También se eliminan, cambiando ya de tercio, las ilusiones y anhelos de Andrea cuando llega a Barcelona con la juventud en ristre y la mirada abierta. El escenario oscuro, los personajes atormentados, la miseria reinante y el agobio al que se ve sometida dan un giro a su vida. Llegará después una pseudolibertad de la que tendrá que aprender a base de errores y, especialmente, un enfrentamiento entre su lóbrego modo de vida y el de la, digamos, burguesía, encarnada por su amiga Ena. Pero no hagamos spoiler. Andrea se enfrenta a avatares diversos hasta que todo cambia de nuevo: “De la casa de Aribau no me llevaba nada. Al menos, así creía yo entonces”. Con esa frase nos sitúa en la Barcelona que apenas un suspiro antes había sufrido la Guerra Civil y sus desastres. Aribau, una calle en la propia Laforet había nacido y que le sirvió de escenario e inspiración para la obra. Y he ahí otro hito en mi relación con NADA. Apenas unos metros más allá, enfrente del número 36, encontró mi hija Alba uno de esos pisos compartidos desde los que ir ampliando el horizonte profesional e ir subiendo en los escalafones del empleo. Se diría que desde su balcón se podía divisar aquel otro en el que Laforet soñaba con Andrea. Una cuadratura más del círculo que empecé a dibujar en aquella Biblioteca recoleta y casi deshabitada.

Carmen Laforet alcanzó la gloria con esa novela. Le llovieron los premios en aquellos difusos años cuarenta y también ciertos reproches quizá por su juventud. Eran los tiempos en que también Camilo José Cela nos dejaba su Pascual Duarte, que, salvando las distancias, quizá comparte con NADA cierta violencia y sordidez dadas por el dramatismo rural en un caso o mas urbano en otro.  

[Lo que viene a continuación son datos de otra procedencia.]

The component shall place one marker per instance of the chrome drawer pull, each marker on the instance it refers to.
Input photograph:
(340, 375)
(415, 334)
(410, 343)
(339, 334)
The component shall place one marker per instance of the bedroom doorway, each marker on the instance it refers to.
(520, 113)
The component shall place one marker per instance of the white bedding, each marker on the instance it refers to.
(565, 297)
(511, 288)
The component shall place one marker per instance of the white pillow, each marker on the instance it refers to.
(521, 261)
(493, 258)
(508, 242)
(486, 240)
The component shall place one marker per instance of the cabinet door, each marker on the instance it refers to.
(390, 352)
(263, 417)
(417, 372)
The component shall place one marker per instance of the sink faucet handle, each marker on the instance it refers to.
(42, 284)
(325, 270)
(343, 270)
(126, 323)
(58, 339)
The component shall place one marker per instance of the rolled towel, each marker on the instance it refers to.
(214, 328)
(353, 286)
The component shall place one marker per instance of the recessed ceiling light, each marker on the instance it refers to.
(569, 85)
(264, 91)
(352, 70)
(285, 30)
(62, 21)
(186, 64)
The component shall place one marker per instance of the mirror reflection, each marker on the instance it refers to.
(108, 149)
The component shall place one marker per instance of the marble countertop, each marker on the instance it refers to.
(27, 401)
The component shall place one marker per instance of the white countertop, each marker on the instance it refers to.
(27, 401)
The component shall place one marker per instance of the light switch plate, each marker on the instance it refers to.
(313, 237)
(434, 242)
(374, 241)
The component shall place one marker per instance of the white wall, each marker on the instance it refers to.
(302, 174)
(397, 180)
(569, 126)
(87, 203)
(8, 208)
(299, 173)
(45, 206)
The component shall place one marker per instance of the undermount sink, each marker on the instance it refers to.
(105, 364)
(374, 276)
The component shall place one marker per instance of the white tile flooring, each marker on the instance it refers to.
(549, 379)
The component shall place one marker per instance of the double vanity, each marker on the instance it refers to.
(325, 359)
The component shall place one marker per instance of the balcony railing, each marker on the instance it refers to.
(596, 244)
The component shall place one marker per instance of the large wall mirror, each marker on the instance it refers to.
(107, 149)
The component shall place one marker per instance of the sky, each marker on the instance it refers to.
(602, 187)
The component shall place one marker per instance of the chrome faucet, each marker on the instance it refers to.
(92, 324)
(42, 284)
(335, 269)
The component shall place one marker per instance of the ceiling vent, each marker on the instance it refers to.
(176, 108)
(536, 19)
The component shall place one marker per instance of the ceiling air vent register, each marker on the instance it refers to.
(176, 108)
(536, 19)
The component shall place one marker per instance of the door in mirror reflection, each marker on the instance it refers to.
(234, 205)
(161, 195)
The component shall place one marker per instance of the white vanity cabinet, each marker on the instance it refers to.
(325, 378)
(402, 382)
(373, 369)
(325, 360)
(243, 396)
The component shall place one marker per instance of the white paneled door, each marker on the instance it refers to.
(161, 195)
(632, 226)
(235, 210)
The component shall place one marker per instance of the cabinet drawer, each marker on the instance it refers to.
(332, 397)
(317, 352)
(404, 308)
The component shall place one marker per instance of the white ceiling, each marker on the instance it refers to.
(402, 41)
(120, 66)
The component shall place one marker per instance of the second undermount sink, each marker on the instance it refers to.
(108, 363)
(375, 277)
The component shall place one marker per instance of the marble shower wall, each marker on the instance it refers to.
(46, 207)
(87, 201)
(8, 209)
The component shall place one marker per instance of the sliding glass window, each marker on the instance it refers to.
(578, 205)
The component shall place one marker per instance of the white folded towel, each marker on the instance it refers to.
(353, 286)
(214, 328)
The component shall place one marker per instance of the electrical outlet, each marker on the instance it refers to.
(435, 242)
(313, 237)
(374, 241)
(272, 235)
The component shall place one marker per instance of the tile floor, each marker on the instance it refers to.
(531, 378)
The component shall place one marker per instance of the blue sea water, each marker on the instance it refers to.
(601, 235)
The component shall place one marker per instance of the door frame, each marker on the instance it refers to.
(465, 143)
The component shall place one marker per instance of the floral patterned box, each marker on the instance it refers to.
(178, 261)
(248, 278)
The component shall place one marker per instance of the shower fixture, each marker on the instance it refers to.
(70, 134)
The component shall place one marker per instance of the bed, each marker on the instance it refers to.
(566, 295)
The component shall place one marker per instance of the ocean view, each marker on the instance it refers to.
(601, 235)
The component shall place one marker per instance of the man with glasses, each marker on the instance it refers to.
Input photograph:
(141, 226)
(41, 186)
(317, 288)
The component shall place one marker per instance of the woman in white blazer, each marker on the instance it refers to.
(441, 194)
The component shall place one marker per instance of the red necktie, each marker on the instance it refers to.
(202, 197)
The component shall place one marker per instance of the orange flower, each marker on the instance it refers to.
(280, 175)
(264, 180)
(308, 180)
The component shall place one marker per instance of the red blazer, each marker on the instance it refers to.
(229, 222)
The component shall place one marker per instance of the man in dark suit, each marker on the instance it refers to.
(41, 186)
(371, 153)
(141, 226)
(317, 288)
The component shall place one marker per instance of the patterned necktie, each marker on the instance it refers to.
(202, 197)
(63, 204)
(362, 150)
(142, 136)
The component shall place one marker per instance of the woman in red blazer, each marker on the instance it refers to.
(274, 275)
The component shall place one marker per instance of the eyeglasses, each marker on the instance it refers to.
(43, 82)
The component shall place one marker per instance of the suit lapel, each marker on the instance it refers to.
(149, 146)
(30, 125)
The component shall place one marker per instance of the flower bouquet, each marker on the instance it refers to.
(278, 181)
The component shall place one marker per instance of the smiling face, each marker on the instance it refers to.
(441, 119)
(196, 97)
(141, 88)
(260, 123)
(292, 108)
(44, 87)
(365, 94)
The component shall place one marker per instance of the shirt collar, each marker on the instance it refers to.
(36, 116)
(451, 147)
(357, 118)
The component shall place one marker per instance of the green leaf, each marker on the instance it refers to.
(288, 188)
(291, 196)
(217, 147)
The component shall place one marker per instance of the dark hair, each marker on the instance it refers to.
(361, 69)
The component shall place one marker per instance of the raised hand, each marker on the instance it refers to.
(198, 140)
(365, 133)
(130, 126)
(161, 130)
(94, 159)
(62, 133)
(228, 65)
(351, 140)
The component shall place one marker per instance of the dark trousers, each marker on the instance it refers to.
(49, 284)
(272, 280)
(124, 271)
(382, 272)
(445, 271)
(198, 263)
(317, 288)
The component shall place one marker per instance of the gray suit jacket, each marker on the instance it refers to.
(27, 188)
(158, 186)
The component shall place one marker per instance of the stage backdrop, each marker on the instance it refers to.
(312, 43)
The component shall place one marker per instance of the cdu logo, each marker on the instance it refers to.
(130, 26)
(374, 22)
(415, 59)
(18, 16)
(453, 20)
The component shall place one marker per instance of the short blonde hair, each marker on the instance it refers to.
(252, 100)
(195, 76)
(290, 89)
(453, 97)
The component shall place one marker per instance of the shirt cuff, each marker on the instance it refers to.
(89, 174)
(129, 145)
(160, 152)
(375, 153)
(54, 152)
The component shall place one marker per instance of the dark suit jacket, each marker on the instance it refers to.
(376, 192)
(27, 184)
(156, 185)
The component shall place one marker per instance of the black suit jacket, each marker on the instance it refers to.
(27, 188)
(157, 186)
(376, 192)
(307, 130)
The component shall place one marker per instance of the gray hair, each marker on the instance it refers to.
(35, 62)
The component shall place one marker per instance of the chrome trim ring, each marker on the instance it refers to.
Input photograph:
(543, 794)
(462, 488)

La gris España de Posguerra es un decorado atroz en el que los personajes luchan y quizá todo ello forma parte de ese desasosiego, de esa angustia vital con que identificamos a Carmen Laforet. Ella, en su peripecia vital, fue adquiriendo un envoltorio introspectivo, a la búsqueda tanto de sí misma como de una nueva novela que alcanzar el éxito de NADA. 

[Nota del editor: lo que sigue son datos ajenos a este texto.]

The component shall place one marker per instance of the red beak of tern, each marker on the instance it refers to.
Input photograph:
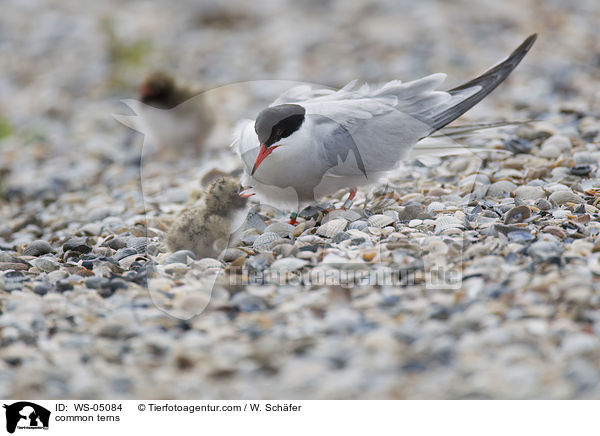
(262, 154)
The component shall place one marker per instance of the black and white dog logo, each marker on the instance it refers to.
(26, 415)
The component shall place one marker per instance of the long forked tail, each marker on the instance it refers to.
(487, 82)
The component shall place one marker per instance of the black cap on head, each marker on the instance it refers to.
(277, 122)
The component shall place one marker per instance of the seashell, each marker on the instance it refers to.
(127, 261)
(255, 221)
(175, 268)
(357, 225)
(561, 142)
(581, 170)
(6, 266)
(369, 255)
(517, 214)
(284, 250)
(380, 220)
(375, 231)
(412, 211)
(310, 239)
(288, 264)
(46, 264)
(543, 250)
(265, 241)
(520, 236)
(518, 145)
(332, 228)
(561, 197)
(282, 229)
(529, 193)
(180, 256)
(543, 204)
(13, 280)
(37, 248)
(231, 254)
(433, 207)
(415, 223)
(79, 245)
(556, 231)
(502, 189)
(348, 215)
(446, 222)
(139, 244)
(332, 258)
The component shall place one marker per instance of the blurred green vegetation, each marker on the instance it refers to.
(125, 56)
(6, 129)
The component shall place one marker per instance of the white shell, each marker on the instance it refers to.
(46, 264)
(380, 220)
(332, 228)
(282, 229)
(265, 241)
(529, 193)
(561, 197)
(446, 222)
(288, 264)
(349, 215)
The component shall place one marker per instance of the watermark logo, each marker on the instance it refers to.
(24, 415)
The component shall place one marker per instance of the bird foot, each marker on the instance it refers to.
(293, 217)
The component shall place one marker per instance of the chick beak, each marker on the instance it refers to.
(262, 154)
(246, 192)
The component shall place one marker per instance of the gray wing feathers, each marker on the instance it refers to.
(486, 83)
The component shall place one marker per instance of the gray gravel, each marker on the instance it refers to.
(93, 305)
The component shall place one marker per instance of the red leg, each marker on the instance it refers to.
(350, 199)
(293, 217)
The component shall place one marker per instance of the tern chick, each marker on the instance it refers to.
(206, 229)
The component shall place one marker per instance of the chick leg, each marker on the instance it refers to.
(348, 203)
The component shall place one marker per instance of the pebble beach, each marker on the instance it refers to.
(94, 305)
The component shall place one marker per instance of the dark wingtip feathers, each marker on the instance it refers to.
(488, 82)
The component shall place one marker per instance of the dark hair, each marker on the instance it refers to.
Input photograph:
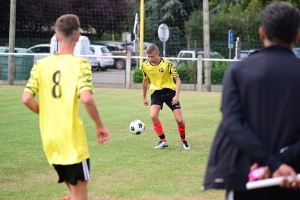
(67, 25)
(281, 21)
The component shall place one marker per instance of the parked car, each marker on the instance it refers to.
(45, 49)
(103, 63)
(192, 54)
(118, 48)
(246, 53)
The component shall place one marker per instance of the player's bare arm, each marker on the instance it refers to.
(102, 132)
(28, 100)
(145, 88)
(285, 170)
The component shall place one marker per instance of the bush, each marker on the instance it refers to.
(218, 69)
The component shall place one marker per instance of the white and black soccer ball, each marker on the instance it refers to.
(136, 127)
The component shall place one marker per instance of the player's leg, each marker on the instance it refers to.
(181, 127)
(79, 191)
(154, 112)
(76, 177)
(176, 108)
(156, 106)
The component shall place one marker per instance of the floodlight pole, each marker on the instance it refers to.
(207, 70)
(12, 33)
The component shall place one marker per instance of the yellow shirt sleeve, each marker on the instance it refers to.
(32, 85)
(85, 78)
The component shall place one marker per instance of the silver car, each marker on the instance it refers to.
(103, 62)
(45, 49)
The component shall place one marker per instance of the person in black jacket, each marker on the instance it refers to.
(260, 114)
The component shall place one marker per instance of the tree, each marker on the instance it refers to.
(38, 17)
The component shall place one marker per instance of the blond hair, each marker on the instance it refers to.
(67, 26)
(152, 48)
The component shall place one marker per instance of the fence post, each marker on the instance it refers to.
(128, 71)
(199, 73)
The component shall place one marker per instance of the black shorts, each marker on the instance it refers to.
(158, 97)
(73, 173)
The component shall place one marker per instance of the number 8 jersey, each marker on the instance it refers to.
(58, 80)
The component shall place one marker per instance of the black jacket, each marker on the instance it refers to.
(260, 118)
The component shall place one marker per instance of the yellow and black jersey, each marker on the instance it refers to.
(58, 80)
(160, 76)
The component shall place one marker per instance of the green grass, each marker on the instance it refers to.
(127, 166)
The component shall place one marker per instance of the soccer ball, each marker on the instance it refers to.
(136, 127)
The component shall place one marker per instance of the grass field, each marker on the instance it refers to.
(127, 166)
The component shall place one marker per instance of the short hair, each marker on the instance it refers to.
(67, 25)
(152, 48)
(280, 21)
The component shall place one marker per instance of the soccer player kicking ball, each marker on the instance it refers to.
(161, 73)
(62, 80)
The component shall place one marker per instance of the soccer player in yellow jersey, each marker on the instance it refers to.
(161, 73)
(62, 80)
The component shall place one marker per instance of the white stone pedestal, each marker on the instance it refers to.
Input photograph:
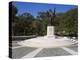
(50, 31)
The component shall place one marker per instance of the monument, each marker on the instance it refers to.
(48, 41)
(50, 28)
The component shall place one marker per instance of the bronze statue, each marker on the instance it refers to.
(51, 16)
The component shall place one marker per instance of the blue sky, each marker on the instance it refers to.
(34, 8)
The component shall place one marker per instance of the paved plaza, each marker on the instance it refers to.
(19, 51)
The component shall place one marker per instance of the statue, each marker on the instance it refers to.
(51, 15)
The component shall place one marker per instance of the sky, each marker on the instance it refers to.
(34, 8)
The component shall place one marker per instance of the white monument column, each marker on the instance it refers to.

Su boda con un crítico literario, sus cinco hijos, su papel de ama de casa “sumisa” al estilo del régimen, no impidieron, sin embargo, que su pluma siguiera inquieta y bulliciosa. Llegó así “La mujer nueva” en la que, curiosamente, aparece la transformación de una “mala mujer” madre soltera en sierva del Altísimo. Era su vuelta al catolicismo imperante después de unos años en los que se definía como agnóstica. Desgraciadamente Carmen fue poco a poco dejando de escribir, quizá por el miedo a no alcanzar de nuevo el éxito de NADA. El agónico terror al folio en blanco del que tantas veces se hacen eco los escritores, le hizo preparar las maletas y huir en muchas ocasiones. En una de ellas, en Roma, Rafael Alberti cuentan las crónicas que le insistió mucho en que tenía que explotar su talento y regalarnos muchas mas obras. Carmen, ante la imposibilidad de hacerlo, sufrió cambios en su carácter y fue volviéndose taciturna mientras se encerrada en sí misma. Además, las dificultades económicas, ciertas envidias de los círculos literarios y su manera de verse en un ambiente en el que se sentía extraña la arrastraron a un retiro voluntario que nos privó de su ingenio y agudeza.

Ahora celebramos en centenario de su nacimiento allá por 1921 y su NADA sigue tan vigente como en aquella ceremonia del NADAL -curiosa coincidencia- en que fue aclamada su peculiar forma de ahondar en el mar de las apariencias, de hurgar en las convenciones sociales de un momento difícil, de dibujar cierta iconografía de un nacionalcatolicismo feroz y de dejarnos en su mirada clarividente la verdad, la esencia de la vida, de la NADA.  Lástima de tantas obras incompletas víctimas de su afán de perfeccionismo. Hoy vuelvo a imaginar el acariciar aquellas tapas de la edición de DESTINO y siento el latido de Carmen Laforet junto al de aquel maestro joven que una vez, hace tanto tiempo, las recolocó en las cansadas estanterías de la biblioteca escolar. Era la profunda libertad de la noche. La profunda libertad de la NADA.